O Poder Salvador de Deus
O Evangelho é o poder salvador de Deus que revela sua justiça aos que creem.
Torturei-me com oração, jejum, vigílias e congelamento; tal austeridade poderia ter-me matado. […] O que mais eu buscava agindo assim senão Deus, o qual presumivelmente via minha extremada observância da ordem monástica e minha vida austera? Eu andava constantemente em meio a um sonho e vivia em meio a uma idolatria real, porquanto não cria em Cristo: eu apenas o considerava um severo e terrível juiz, pintado como alguém sentado sobre um arco-íris.
Ainda que vivesse como um monge irrepreensível, sentia ser pecador diante de Deus, com uma consciência extremamente perturbada. Eu não podia crer que ele fosse apaziguado por minha satisfação. Eu não amava, pior, eu odiava a justiça de Deus que pune o pecador, e secretamente, se não blasfemamente, com certeza murmurando intensamente, eu estava irado com Deus, e disse: “De fato, como se não bastasse que míseros pecadores, eternamente perdidos através do pecado original, sejam esmagados por todo tipo de calamidade pela lei do Decálogo, Deus, pelo evangelho, ainda adiciona castigo ao castigo, e também pelo evangelho nos ameaça com sua justiça e ira!” Assim, eu me enfurecia com uma consciência incendiada e atormentada. Não obstante, eu me importunava com aquela passagem de Paulo, desejando saber mui ardentemente o que Paulo tinha em mente. Por fim, pela mercê de Deus, meditando dia e noite, atentei bem para o contexto das palavras, isto é, “visto que a justiça de Deus se revela no evangelho, de fé em fé, como está escrito: O justo viverá por fé.” Então comecei a entender que a justiça de Deus é aquela pela qual o justo vive por um dom de Deus, isto é, a fé. E este é o significado: a justiça de Deus se revelou pelo evangelho, isto é, a justiça passiva com que ele nos justifica compassivamente por meio da fé, como está escrito: “Aquele que é justo através da fé viverá.” Aqui senti que havia renascido totalmente e entrara no próprio paraíso através das portas abertas. Ali se me mostrou outra face da Escritura totalmente distinta. E assim eu puxei pela memória todas as Escrituras.

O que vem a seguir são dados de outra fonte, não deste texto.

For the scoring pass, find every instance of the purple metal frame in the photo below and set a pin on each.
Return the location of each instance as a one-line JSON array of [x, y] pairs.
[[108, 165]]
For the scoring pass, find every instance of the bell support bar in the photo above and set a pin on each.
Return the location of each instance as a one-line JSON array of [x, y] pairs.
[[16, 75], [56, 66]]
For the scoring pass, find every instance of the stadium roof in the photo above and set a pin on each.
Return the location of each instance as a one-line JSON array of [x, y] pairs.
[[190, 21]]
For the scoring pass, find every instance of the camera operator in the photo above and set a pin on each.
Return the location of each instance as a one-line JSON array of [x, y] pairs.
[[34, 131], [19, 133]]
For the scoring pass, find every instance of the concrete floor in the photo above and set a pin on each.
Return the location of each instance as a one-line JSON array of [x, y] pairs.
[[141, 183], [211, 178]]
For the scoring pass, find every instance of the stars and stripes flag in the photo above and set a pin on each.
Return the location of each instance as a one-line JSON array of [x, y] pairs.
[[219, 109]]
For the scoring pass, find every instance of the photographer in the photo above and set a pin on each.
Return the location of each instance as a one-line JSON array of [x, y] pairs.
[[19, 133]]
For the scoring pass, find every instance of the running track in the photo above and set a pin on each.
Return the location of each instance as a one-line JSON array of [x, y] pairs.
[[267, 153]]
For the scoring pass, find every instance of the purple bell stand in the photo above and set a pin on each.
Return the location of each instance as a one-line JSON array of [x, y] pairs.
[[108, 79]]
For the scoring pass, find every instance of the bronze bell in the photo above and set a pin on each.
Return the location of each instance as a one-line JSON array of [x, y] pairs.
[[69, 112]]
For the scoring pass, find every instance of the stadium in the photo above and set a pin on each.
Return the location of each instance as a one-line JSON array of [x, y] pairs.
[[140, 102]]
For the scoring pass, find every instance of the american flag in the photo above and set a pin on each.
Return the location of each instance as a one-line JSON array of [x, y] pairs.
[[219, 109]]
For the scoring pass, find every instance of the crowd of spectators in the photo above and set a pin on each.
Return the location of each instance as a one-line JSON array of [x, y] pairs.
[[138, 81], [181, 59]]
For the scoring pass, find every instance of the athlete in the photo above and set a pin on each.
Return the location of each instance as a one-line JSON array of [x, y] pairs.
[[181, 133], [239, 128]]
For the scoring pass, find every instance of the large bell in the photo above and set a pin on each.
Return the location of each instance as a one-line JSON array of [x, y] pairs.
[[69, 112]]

Também descobri em outros termos uma analogia, a saber, que a obra de Deus, isto é, aquilo que ele faz em nós, o poder de Deus, com o qual ele nos faz fortes, a sabedoria de Deus, com a qual ele nos faz sábios, a força de Deus, a salvação de Deus, a glória de Deus
Ele veio a compreender que a salvação era uma dádiva para o culpado, e não um galardão para o justo. O homem não é salvo por suas boas obras pessoais, e sim por confiar na obra consumada de Cristo. Assim, a justificação somente pela fé veio a ser o dogma central da Reforma.
Para sermos amados por Deus, devemos antes ser justos diante de seus olhos, porquanto ele odeia a injustiça. Significa, pois, que não podemos obter a salvação de nenhuma outra fonte senão do evangelho, visto que Deus de nenhuma outra parte nos revelou sua justiça, a qual é a única que nos livra da morte.